Following the discovery of trust brought on by dogs, the licensed therapist decided to make a greater impact on society. It was a new venture, but he leashed up his dogs, escaped the drab office and set out to unleash children’s fears.
“Kids began to attach,” he recalled. “It worked great.”
After Holton trained the duo himself in just a couple of months, Miles and Oscar completed their Delta Society animal therapy certification in 2008.
“Lots of behavior reinforcement and treats” were required, Holton said, laughing.
That same positive reinforcement used to train the dogs is ultimately bestowed onto the children, Holton said.
He previously worked for a decade in a traditional clinical setting without Miles and Oscar’s assistance. Since, Holton said he’s witnessed children who suffer from grief and loss or are defiant and disruptive respond much quicker, simply because of the dogs.
“The success rates have really accelerated,” Holton said. “In a traditional clinical setting, sometimes it can take weeks to build trust. These are instant bonds.”
Allowing the children to give commands, like “sit” and “stay;” as well as brush and groom Miles and Oscar — a favorite activity for the animals — the kids learn they can rely on a consistent companion, Holton said.
For the past six years, he has visited local elementary schools with his dogs at least once a week.
“The kids don’t feel threatened by Mark’s friendly, furry critters,” said Montezuma County social services director Dennis Story. “They talk to the dogs just like they were talking to a therapist.”
That interaction helps enable Holton to gain trust and ultimately help the child work through their problems, Story said, adding that Holton is able to provide a level of support that might not otherwise be available in a traditional clinical environment.
“You just have to see it,” said Spencer.
Students with behavioral issues have often times seen traditional therapists and undergone a whole gamut of treatment options, but none compares to the effectiveness of the therapy dogs, Spencer said.
Without Miles and Oscar, she feels many children may never reach a point that allows them to have any educational success.
“A majority of the students who see Mark and his therapy dogs go on to do really, really well in school,” she said.
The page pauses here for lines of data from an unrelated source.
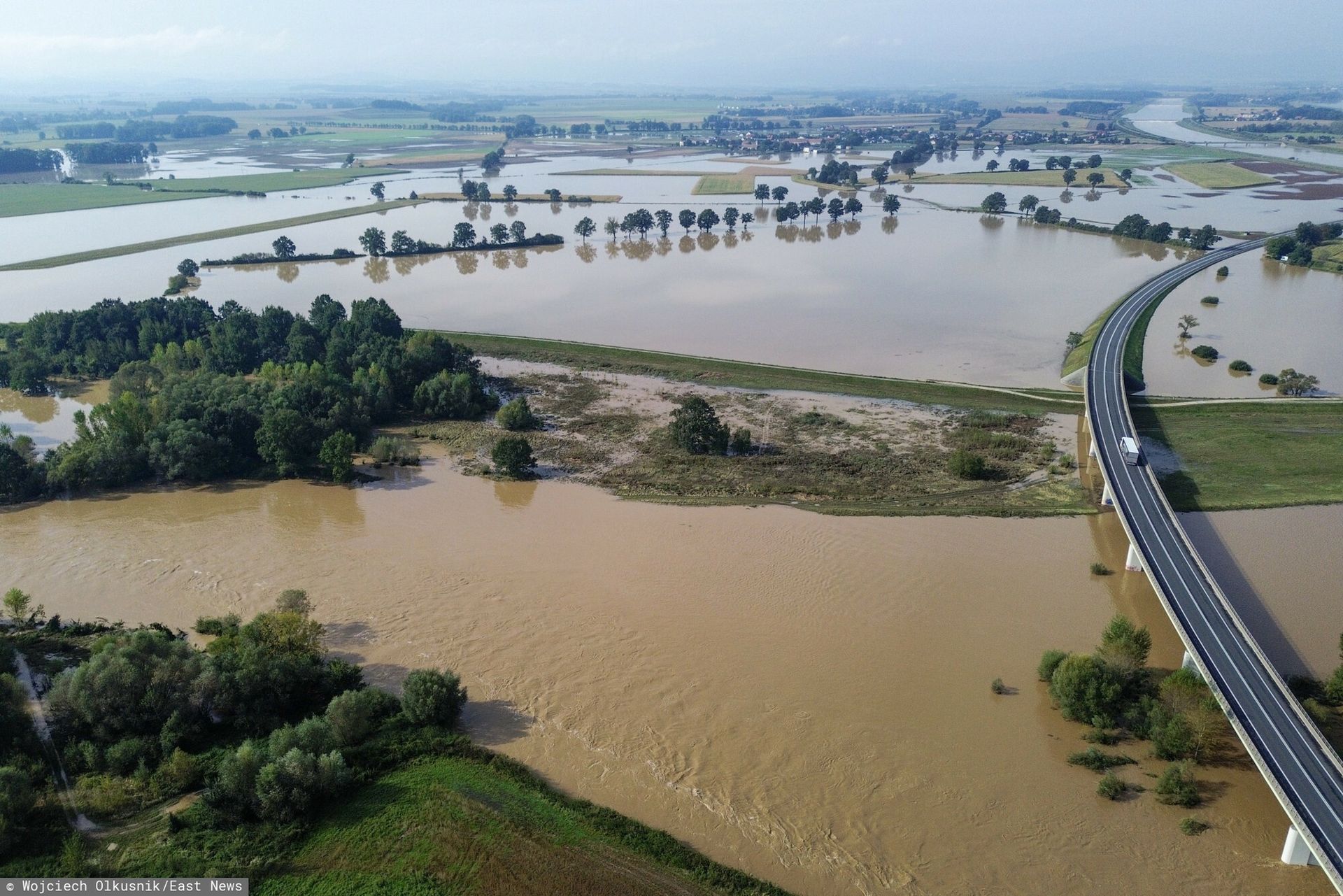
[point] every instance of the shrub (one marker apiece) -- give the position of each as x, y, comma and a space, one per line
1048, 662
390, 449
433, 697
1111, 786
512, 456
518, 415
966, 465
1097, 760
218, 625
1192, 827
1177, 785
740, 442
1086, 690
697, 429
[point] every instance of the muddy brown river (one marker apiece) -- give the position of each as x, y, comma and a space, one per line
802, 696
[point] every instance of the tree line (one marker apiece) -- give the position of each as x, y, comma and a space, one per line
262, 722
199, 395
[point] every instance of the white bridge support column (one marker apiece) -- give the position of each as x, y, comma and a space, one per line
1296, 851
1134, 563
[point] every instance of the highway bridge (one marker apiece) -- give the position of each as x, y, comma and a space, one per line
1300, 767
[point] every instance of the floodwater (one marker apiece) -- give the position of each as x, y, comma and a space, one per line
801, 696
925, 294
1271, 315
1280, 569
1163, 118
49, 420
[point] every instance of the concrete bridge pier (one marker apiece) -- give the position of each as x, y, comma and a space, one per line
1134, 563
1296, 851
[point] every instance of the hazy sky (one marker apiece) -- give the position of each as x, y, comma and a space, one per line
693, 43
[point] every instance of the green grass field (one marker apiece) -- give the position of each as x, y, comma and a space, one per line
454, 825
131, 249
1033, 178
766, 376
274, 182
1218, 175
41, 199
1255, 455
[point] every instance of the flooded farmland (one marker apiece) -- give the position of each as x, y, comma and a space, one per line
1268, 313
802, 696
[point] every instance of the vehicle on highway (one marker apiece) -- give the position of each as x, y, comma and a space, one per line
1128, 448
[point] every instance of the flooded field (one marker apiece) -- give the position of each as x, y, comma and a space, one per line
1270, 313
802, 696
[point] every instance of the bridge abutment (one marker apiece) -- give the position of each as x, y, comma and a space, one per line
1296, 851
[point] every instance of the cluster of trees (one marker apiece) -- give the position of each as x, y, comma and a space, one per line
375, 242
1115, 692
697, 429
106, 153
1138, 227
19, 162
1299, 246
199, 395
261, 718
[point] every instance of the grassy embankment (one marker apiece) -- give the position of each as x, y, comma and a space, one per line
464, 825
242, 230
39, 199
712, 371
1220, 175
1253, 455
525, 198
1033, 178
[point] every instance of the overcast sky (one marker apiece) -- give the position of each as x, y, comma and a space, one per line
718, 45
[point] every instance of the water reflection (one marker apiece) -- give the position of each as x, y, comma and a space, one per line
376, 270
515, 496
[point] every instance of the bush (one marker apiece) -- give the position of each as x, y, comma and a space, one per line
390, 449
217, 625
1087, 690
1048, 662
697, 429
1177, 785
512, 456
1097, 760
966, 465
1111, 786
740, 442
433, 697
1192, 827
356, 713
518, 415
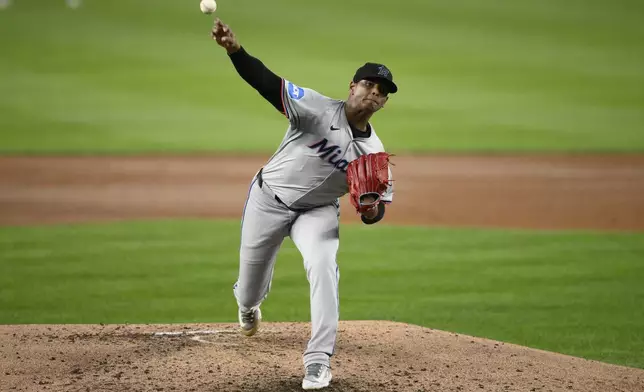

Spencer said the number of students with behavioral problems stemming from trauma-related events is on the rise throughout the school system.
The instability, for example, arises when children don’t know where they are going to sleep or get their next meal, Spencer said.
“That type of anxiety leads to the behavior problems,” Spencer explained. “It’s a serious epidemic.”
With no full-time counselors in the school district, Spencer said she could use another five therapists like Holton.
“We have a desperate need,” she said. “Our schools are struggling without counseling support.”
To help ease the burden, New Wings is a county-funded program aimed to help troubled and at-risk elementary students.
Typically, children are referred for any number of problems including anger, chronic disruptiveness, poor social skills, oppositional-defiant tendencies and other anti-social behaviors, which inhibit them from expressing themselves when they are frustrated.
“It’s a way to help kids fly and be free,” Story said. “We’re trying to give them new wings.”
Holton believes the problems surface because of a lack of attachment children develop in the face of trauma.
Those lost bonds; however, are ultimately replaced by the leash to Miles and Oscar, which serve as a new umbilical cord to greater life experiences.
“The love the kids were supposed to get, they finally get it from the dogs,” Holton said. “I can’t tell you how many times the kids have said, ‘Miles listens to me’ or ‘Oscar really listens to me.’ It’s pretty neat.”